Obviously, the commonsensical purpose of this mandate has always been to prevent massive dumping of documents, without form or direction, thereby
alleviating an incalculable burden upon the requesting party of searching for the proverbial needle in a haystack. In this respect, notwithstanding Rule 34(b)’s amendments, (ii) and (iii), PSEG would still have to produce business records as kept in the regular course of business or in such a manner that Alberici could readily find a necessary document or two. It has also been a seminal rule that the responding party would not have to satisfy the requesting party’s whim to have the documents produced in various forms.
The Judge then cuts to the chase:
Clearly these 3000 emails and related attachments were not produced in accordance with this mandate, and, as we now know have caused considerable consternation and agony for both parties, which the revised statute was attempting to avoid.
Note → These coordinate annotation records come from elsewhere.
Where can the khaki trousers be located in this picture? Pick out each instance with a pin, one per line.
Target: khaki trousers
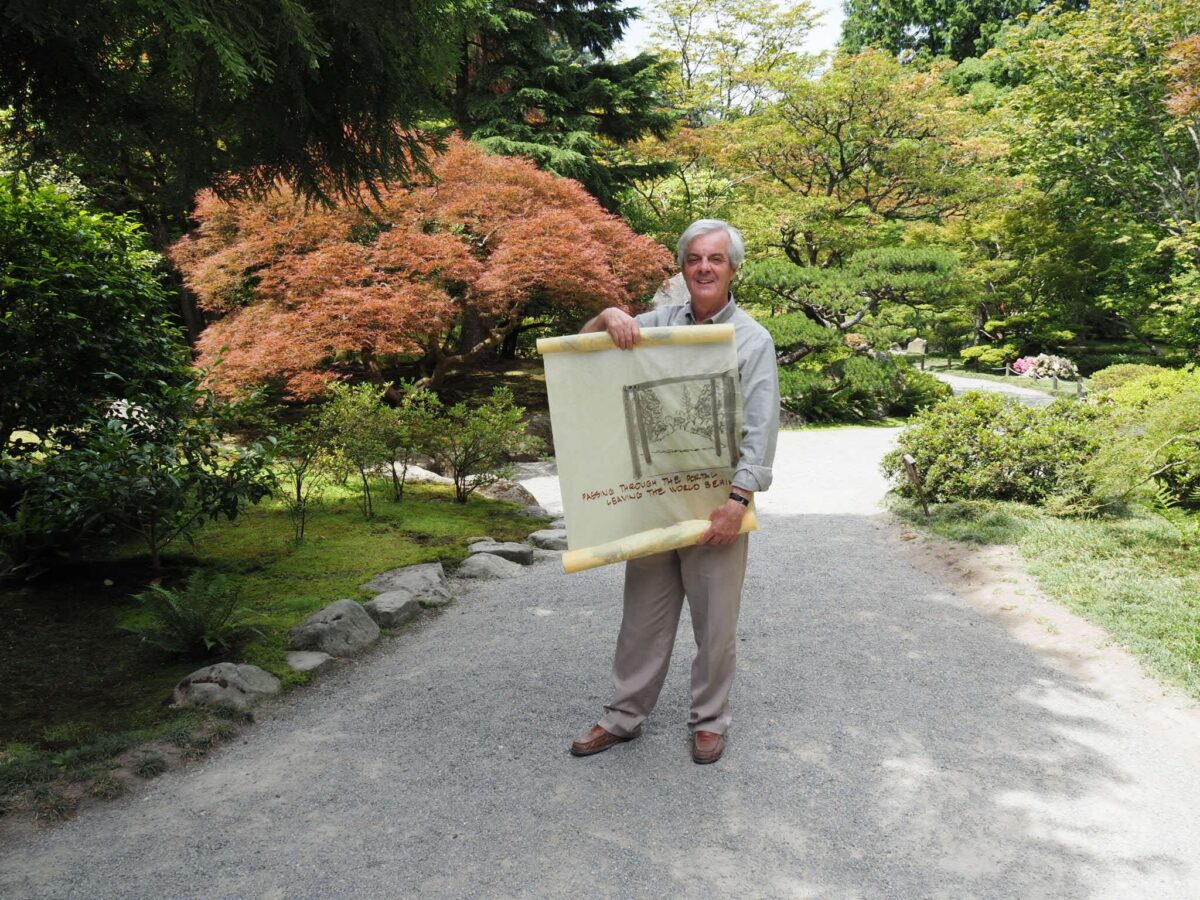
(711, 579)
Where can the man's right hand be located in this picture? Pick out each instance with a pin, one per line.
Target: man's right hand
(622, 328)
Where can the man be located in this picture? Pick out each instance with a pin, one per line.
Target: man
(711, 574)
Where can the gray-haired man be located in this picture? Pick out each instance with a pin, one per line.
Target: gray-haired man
(711, 574)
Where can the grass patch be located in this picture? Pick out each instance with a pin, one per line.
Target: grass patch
(953, 366)
(1135, 575)
(77, 690)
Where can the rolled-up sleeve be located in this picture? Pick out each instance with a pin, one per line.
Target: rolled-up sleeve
(760, 411)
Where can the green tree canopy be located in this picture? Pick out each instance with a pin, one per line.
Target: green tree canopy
(151, 101)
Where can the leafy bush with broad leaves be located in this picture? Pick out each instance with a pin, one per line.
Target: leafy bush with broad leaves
(1110, 377)
(1156, 439)
(154, 466)
(474, 443)
(859, 388)
(199, 619)
(985, 357)
(989, 447)
(1153, 388)
(81, 295)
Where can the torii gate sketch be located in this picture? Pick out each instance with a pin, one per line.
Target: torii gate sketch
(681, 424)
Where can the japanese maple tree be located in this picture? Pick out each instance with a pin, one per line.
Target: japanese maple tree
(437, 274)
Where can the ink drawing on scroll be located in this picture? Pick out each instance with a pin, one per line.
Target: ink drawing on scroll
(646, 441)
(682, 424)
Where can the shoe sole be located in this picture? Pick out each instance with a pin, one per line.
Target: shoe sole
(606, 747)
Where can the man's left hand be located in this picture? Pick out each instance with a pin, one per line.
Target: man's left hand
(725, 523)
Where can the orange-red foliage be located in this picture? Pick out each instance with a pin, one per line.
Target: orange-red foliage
(1185, 97)
(310, 295)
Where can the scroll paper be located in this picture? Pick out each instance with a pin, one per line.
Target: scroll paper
(646, 439)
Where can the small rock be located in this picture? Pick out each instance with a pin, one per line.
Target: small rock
(340, 629)
(307, 660)
(509, 491)
(511, 551)
(226, 684)
(485, 565)
(393, 609)
(425, 583)
(549, 539)
(539, 427)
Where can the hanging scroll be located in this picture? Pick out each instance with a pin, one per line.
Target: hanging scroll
(646, 439)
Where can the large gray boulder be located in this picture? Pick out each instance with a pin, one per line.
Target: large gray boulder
(549, 539)
(341, 629)
(511, 551)
(394, 609)
(309, 660)
(485, 565)
(425, 583)
(226, 684)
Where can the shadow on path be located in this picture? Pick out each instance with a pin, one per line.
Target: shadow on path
(888, 741)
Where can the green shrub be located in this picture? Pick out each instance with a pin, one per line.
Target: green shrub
(197, 621)
(989, 447)
(919, 390)
(474, 443)
(82, 299)
(1155, 450)
(985, 357)
(859, 388)
(1110, 377)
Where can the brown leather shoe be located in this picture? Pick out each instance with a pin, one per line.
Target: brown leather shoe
(597, 741)
(707, 747)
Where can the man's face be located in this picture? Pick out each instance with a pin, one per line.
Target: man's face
(707, 270)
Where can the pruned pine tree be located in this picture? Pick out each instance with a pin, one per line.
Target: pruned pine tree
(538, 79)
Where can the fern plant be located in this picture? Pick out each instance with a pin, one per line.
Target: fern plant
(199, 619)
(1171, 508)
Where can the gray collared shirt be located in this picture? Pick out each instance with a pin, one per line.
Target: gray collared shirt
(760, 387)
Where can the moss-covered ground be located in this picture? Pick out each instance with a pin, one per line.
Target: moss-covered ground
(76, 689)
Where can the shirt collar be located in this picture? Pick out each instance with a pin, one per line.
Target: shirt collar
(724, 315)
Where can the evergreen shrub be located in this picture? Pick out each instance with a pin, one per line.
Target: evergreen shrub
(989, 447)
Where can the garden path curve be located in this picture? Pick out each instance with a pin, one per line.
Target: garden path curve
(1029, 396)
(903, 727)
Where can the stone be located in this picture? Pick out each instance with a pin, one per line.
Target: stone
(394, 609)
(549, 539)
(425, 583)
(509, 491)
(672, 292)
(341, 629)
(485, 565)
(511, 551)
(226, 684)
(307, 660)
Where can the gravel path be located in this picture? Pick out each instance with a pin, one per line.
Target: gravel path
(1026, 395)
(903, 729)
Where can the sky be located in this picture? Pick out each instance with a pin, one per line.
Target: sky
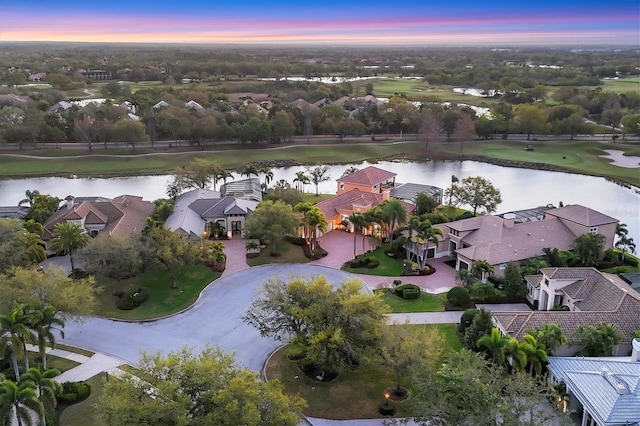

Normally, one would expect that an email and its attachment would have been kept together in the regular course of business, and the production of said documents would have followed suit. Here, the difficulty has been that there was not sufficient identifying information to match attachments with their respective email. We accept Alberici’s proffer that it has spent considerable time employing different methodologies to unearth attachments to correspond with the emails it has found to be pertinent. Attempting to reunite these documents has been nothing short of a donnybrook for Alberici. It has been frustrated if not completely hamstrung in locating these documents. Compounding Alberici’s angst is the disadvantage it has been placed in preparing for depositions. In essence, the first production of emails and attachments has been ineffectual.
The judge then takes a shot at PSEG’s vendor:
We acknowledge that discovery production is rarely perfect or ideal, yet this discovery quagmire created by PSEG’s vendor falls woefully short of comporting with the spirit of Rule 34.
Ultimately the Judge decided that PSEG must take responsibility for the consequences of its own vendor’s misadventures, by denying the request for cost-shifting, and granting Alberici’s motion to compel.
In one project in which I worked, we noticed missing attachments for some e-mails, but not for others. This is different than what happened with PSEG, in that the attachments that the e-mail message indicating should be present didn’t exist. After quite a bit of investigation, we discovered an error in collection, which had been executed by the client’s own IT staff. Remote users (with laptops) would receive e-mails logged in over the web, but woudn’t actually download the attachments unless they requested the document (by clicking on it). So if they never viewed the attachment, it didn’t exist on their system, despite the e-mail’s indication that the attachment should be present. As a result, the data had to be collected yet again. Additionally, some rather extensive data manipulation had to be done to get the originally processed data and the re-collected data to match. Never was very pretty, but at least the issue was discovered before production.